HACKER Q&A
📣 saga81

Do you use browser-based IDEs? Why? Why Not?


I've heard strong opinions from either side so I'm curious about what are some of the reasons you DO or you DO NOT use browser-based IDEs like Github codespaces, replit.com, vscode.dev, stackblitz.com, hony.ai and many more (Please suggest if you use something else). Also, please comment about your programming language and stack if relevant.

A few arguments to get the conversation started

Against using browser-based IDEs:

- Browser-based IDEs are limited in functionality

- Limited Customizability

- ...

For using browser-based IDEs:

- Security, e.g. installing npm dependencies on your local machine vs a sandboxed remote server

- Convenience of having the same environment everywhere

- ...


  👤 stephenr Accepted Answer ✓
A browser based IDE can't compare with a full IDE like e.g the IntelliJ-based IDEs from JetBrains, in terms of features. At best you'd get browser based access to a rich IDE running remotely... which is kind of the whole point of Fleet, but without (a) needing to run in a browser or (b) being tied to a specific website/service.

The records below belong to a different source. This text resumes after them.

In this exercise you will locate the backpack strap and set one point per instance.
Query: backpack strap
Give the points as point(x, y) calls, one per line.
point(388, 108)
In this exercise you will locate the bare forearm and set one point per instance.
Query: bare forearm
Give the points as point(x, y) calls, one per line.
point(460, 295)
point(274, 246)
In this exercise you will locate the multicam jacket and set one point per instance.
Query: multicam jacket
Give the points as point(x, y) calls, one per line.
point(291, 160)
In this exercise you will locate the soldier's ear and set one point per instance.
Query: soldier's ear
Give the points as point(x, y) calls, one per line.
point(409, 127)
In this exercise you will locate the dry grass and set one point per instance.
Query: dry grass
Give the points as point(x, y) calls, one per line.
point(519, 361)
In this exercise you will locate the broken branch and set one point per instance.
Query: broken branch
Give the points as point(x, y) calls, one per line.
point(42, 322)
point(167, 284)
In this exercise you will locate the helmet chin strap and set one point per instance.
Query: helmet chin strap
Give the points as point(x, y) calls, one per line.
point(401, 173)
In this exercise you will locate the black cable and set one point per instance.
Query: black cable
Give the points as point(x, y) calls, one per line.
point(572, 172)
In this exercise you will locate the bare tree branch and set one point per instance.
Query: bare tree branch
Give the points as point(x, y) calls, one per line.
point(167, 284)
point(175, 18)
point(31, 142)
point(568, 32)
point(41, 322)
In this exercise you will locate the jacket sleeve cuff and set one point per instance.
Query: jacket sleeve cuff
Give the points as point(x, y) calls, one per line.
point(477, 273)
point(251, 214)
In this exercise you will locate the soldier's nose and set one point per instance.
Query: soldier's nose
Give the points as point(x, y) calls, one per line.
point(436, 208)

I'm not sure if you're trying to suggest "convenience" or "security" are points in favour of running something remotely or not?

Personally, the vast majority of projects I work on, use a Vagrant box in some way, so I get reproducible, "sandbox" environments without the need for internet access to make it work.

My work is a bit of a mixed bag, including (but not necessarily limited to) the following (in no particular order):

- PHP library development;

- PHP web app development;

- Shell library development;

- Infrastructure tooling development;

- Dev tooling development;

- Vagrant box development (i.e. creating base boxes to use in projects)


👤 eimrine
I don't like such IDEs which are just thin clients to some megacorp's computer.